Perhaps it’s not surprising that a new study found that the majority of baby boomers would like to remain in their current homes as they age. AARP’s 2016 Age-Friendly Community Survey discovered that while many may want to remain in current residences, most would need to tackle at least some remodeling projects to be able to stay in their homes comfortably. Here are the top four aging-in-place remodeling projects most mentioned by consumers across 14 major metropolitan areas. Along with each project is our take on what makes these areas work better for aging in place.
- Bathroom modifications. This was by far the most-mentioned category, with a whopping average of 42% percent of all survey respondents saying they needed to make at least some changes in their bathrooms to remain in their homes as they age. Among the modifications we most often recommend to clients are eliminating stand alone bathtubs in favor of zero-entry showers with seats and pull-down shower heads. Higher commodes that require less bending are a simple and cost-effective change, no matter what your age. Widening doors and creating a larger, more open space that homeowners can more easily navigate with a walker, wheelchair, or other medical device is also essential.
- Improved lighting was a top request of nearly a quarter of survey respondents. As we age, it’s even more vital to have bright lighting everywhere, a well as specific task lighting where it is required.
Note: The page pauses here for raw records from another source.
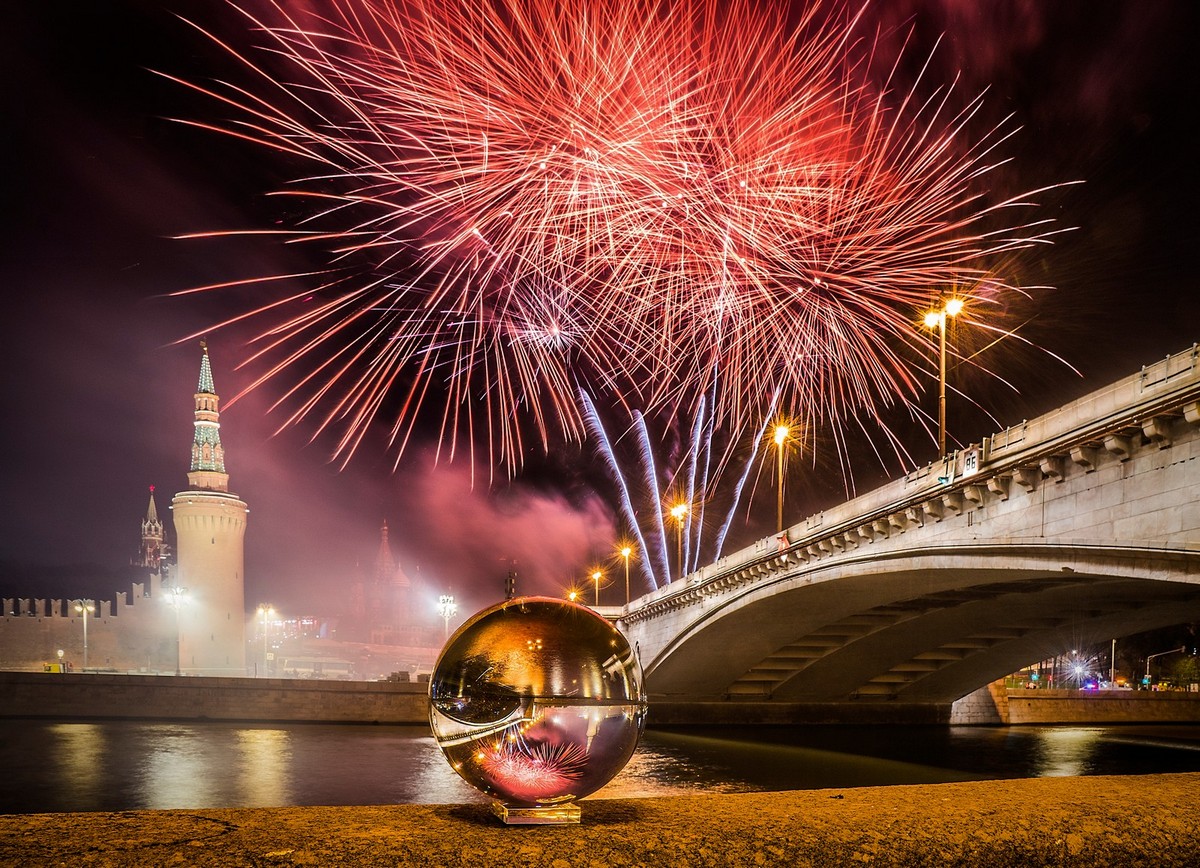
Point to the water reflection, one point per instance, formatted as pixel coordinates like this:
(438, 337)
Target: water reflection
(173, 767)
(126, 765)
(79, 754)
(1066, 752)
(265, 766)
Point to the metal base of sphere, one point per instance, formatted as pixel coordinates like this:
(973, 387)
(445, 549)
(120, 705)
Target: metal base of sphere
(537, 702)
(549, 815)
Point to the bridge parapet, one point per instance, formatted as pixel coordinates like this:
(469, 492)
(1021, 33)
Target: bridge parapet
(1149, 409)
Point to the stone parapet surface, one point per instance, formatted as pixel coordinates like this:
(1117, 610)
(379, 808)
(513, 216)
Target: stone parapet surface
(1120, 821)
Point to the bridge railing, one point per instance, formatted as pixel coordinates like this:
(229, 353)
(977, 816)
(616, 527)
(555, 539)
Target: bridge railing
(1110, 418)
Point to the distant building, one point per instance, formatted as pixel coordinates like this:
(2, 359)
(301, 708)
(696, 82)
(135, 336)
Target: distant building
(184, 615)
(385, 610)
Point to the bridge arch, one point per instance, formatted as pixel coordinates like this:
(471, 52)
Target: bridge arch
(924, 624)
(1068, 530)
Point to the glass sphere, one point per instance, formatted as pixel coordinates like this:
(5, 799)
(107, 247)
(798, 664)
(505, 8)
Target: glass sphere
(537, 701)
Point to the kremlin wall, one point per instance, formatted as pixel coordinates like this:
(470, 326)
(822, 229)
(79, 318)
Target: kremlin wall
(186, 612)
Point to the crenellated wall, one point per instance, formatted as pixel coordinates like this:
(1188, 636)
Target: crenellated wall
(132, 633)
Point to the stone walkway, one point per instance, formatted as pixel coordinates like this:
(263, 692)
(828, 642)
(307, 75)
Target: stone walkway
(1120, 821)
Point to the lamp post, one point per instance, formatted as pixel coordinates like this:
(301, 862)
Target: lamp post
(264, 614)
(678, 513)
(85, 608)
(625, 552)
(447, 609)
(177, 602)
(1161, 653)
(781, 432)
(937, 319)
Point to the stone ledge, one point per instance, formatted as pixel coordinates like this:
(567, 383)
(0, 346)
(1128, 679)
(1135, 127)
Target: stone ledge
(1146, 820)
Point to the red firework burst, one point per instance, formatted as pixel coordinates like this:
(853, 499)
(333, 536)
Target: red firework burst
(522, 196)
(531, 771)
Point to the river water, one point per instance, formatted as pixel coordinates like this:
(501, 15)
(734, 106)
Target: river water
(55, 766)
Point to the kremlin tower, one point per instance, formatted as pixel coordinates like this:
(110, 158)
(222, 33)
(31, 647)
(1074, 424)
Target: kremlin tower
(210, 525)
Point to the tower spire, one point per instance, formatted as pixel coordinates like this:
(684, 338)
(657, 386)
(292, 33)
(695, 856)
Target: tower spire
(154, 545)
(208, 471)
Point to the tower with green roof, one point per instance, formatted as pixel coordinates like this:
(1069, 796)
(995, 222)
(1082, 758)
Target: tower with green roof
(210, 527)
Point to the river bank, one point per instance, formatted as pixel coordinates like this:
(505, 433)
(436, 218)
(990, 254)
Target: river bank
(1050, 821)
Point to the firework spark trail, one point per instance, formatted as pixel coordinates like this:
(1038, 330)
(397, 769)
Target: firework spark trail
(652, 486)
(705, 477)
(693, 461)
(605, 447)
(526, 196)
(742, 482)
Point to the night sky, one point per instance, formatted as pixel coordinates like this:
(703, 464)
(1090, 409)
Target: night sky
(99, 382)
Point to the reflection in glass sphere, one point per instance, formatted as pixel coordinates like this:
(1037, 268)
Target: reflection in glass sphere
(538, 702)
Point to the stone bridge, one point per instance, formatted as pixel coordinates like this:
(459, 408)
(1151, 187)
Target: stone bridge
(1073, 528)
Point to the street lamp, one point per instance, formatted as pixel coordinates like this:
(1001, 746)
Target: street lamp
(85, 608)
(678, 513)
(781, 432)
(447, 609)
(177, 602)
(1161, 653)
(264, 614)
(625, 552)
(937, 319)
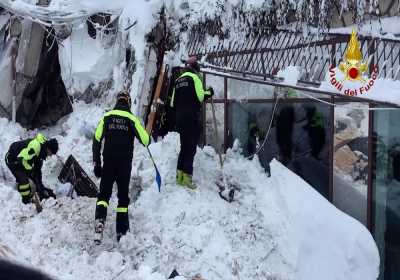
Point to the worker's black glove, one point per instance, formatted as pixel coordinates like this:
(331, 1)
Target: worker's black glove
(46, 193)
(97, 170)
(211, 90)
(27, 199)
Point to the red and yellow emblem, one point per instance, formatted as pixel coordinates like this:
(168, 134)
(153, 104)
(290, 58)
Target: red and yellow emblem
(351, 78)
(352, 65)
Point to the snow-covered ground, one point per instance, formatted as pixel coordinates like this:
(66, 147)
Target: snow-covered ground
(278, 227)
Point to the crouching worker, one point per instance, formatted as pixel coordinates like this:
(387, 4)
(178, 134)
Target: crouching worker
(25, 160)
(118, 128)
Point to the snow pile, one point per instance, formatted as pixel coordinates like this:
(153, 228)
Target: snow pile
(279, 227)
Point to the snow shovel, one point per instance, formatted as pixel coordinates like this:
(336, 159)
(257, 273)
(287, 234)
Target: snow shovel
(35, 197)
(158, 176)
(222, 187)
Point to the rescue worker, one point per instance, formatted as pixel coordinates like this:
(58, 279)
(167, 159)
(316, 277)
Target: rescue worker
(187, 98)
(118, 128)
(25, 160)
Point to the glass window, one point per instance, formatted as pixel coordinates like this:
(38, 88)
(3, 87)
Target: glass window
(299, 136)
(350, 169)
(386, 191)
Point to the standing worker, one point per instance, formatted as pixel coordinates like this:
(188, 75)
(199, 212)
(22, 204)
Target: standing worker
(187, 98)
(25, 160)
(118, 128)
Think under cabinet lighting in kitchens, bright lights above an island and kitchen sink, nightlights that brighten automatically as you enter the master bathroom, accent lighting on stairs, and exterior lighting that illuminates key pathways at night.
- Easier accessibility was right behind, mentioned by an average of 22 percent of survey recipients. Most often, improving accessibility encompasses widening hallways and paths, creating zero-entry doorways and easing access to porches and decks with ramps. Seemingly smaller items that make a huge difference are eliminating or minimizing places where homeowners need to reach up or bend down, particularly if they are storing heavy or cumbersome items there. (Think about high pantry shelves filled with unwieldy appliances like blenders or crockpots.) Reworking storage spaces and shelving options to make everyday objects easier to reach will make a huge difference in your daily comfort as you age. This applies to kitchens, bathrooms, closets, pantries, garages and even office and living areas.
- Finally, additions to first floor living areas were mentioned by an average of 14 percent of respondents. Oftentimes, this means creating an accessible main level master suite in homes that lacked that feature. It can mean creating an open and livable main level floor plan that can be easily navigated.
- Perhaps surprisingly, standalone kitchen remodeling projects didn’t make the list, yet they are projects that we often ask clients to consider if they plan on remaining in their homes. Widening pathways, repositioning hard-to-reach appliances (such as microwaves above cooktops), adding touchless faucets, making sinks easier to access, rethinking cabinetry and pantries to offer easier-to-access storage, improving lighting, and adding helpful technology in logical places are just a few recommendations we make.
No matter what changes your home needs to make it more aging friendly, it can be a wise investment in both your future comfort and your family’s peace of mind.